New York Fashion Week: Morphine Generation
Erik Hart is never at a loss for inspiration, and his Autumn/Winter 2007 collection is no exception. Hart showed his latest collection for the first time in New York on Feb. 2 at the People’s Revolution Fashion Week Space in the Altman Building. The collection has grown from hip, embroidered rock ’n’ roll T-shirts sold in Los Angeles boutiques just 3 1/2 years ago to a grown-up, sophisticated collection with serious themes.
In shades of black, champagne, nude, gray, smoky white and olive, the collection takes cues from the visual arts, fashion, music and philosophy of a Slovenian art collective and from the dress codes of secret societies.
Hart created his own secret society named Socieacute;teacute; MG 1979 to illustrate the theme. “I imagined in a secret society people who identify other people in the society by the way they dressed with subtle details and concepts, such as a button,” said the designer. Masonic culture and the music of Alan Vega also inspired the collection, which Hart says is for the customer who challenges convention—dreamers, artists and free thinkers.

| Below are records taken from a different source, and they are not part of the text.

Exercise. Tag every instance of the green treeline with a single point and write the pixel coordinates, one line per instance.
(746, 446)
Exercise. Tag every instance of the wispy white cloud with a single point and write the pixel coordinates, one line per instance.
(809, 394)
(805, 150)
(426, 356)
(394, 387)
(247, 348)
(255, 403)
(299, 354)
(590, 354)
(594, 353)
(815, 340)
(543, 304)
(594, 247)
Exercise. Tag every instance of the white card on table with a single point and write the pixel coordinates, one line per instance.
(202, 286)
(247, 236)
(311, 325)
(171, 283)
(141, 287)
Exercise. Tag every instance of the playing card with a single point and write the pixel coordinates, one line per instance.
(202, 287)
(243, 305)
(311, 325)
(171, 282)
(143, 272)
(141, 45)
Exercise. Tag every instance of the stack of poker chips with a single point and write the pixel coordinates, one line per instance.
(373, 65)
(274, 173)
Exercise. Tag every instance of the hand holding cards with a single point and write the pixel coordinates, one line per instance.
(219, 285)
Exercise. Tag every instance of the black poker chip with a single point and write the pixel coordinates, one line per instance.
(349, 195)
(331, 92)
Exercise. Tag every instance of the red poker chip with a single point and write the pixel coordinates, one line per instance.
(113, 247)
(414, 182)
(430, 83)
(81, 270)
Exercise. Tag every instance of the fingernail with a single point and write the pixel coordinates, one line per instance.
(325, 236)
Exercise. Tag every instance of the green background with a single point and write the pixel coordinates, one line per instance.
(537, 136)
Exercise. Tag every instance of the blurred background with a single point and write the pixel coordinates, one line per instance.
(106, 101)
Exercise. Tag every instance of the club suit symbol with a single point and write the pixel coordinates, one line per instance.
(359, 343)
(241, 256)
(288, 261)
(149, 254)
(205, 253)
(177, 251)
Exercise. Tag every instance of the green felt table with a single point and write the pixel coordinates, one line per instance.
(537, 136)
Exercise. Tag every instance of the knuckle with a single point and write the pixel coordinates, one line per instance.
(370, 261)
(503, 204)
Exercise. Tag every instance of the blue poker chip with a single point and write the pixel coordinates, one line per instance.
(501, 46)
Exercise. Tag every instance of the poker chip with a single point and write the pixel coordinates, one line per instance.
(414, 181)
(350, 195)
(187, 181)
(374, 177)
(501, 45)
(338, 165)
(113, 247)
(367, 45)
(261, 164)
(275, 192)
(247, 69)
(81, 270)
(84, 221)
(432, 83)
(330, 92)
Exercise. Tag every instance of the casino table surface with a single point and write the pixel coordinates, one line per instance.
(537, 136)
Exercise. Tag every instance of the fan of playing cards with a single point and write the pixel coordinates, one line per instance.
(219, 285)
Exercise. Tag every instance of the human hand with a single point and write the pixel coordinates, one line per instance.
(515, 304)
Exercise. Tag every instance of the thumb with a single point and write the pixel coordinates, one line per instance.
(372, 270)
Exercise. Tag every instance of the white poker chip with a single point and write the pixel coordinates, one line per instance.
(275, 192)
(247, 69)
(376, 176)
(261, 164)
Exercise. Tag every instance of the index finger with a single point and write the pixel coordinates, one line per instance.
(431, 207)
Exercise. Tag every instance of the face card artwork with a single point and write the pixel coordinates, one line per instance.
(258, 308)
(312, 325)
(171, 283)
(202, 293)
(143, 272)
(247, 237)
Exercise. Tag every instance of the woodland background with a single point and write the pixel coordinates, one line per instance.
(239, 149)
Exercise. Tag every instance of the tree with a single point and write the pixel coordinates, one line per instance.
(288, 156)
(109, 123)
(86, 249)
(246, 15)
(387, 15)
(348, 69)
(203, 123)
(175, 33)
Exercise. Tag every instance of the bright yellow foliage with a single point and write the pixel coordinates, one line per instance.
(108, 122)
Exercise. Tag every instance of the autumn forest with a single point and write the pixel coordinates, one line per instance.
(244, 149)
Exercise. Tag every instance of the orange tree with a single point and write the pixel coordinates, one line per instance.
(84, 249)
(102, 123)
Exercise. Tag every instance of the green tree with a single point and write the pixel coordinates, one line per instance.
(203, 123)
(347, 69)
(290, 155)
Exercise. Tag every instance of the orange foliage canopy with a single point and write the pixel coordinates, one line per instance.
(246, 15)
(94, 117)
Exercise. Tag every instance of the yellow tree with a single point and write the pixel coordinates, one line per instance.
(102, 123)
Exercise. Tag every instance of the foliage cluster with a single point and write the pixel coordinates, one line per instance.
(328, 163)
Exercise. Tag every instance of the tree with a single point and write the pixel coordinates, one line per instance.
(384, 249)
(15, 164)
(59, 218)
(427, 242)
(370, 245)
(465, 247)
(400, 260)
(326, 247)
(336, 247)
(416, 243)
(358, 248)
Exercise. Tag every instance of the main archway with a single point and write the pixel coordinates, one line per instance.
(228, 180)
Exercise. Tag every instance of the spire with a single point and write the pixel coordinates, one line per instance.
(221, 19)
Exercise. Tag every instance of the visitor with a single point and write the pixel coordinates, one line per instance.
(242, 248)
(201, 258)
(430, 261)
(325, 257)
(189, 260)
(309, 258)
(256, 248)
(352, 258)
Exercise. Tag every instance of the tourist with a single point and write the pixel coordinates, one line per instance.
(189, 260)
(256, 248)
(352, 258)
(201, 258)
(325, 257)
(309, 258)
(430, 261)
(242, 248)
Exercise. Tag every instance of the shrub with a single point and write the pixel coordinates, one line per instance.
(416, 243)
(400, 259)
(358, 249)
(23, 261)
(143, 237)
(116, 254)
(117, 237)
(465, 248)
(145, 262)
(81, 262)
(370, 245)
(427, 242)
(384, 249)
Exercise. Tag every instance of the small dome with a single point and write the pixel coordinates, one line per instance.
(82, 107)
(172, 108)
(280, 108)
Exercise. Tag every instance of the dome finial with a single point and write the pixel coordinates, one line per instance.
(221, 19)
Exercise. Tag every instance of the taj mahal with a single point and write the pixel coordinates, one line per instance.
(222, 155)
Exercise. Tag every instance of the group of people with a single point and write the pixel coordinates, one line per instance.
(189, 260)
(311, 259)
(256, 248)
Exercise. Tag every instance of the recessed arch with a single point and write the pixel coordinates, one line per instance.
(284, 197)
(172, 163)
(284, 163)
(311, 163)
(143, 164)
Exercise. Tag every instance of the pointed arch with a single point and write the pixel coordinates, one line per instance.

Each season, Hart challenges himself with a new skill, and this season he added Saville Row tailoring to his repertoire. He used silk to bind seams and covered antique brass buttons with silk chiffon for a masking effect. His menswear looks speak to the artistic intellectual. He paired a chunky cardigan with dark denim jeans and classic menswear shoes and layered a graphic tee under a military-inspired coat with lightly frayed edges and a bow tie draped subtly around the neck. The effect is rebellious, yet intellectual and polished.
Hart continued to experiment with androgynous themes for his women’s collection by pairing menswear-inspired button-down shirts with high-waist overalls and T-shirts with elegant oversize trouser looks inspired by German actress Marlene Dietrich.
Other women’s styles included dresses such as a draped silk/cashmere sheath wrapped with a black PVC belt and a champagne wool sweater dress with images of a blurred Lord Byron. Fabrications—such as the lustrous black on a waxcoated knit tank and linen shorts worn with a gabardine jacket and a sleek, perfectly tailored cotton sateen suit—mimic the dark, mysterious look of black metal.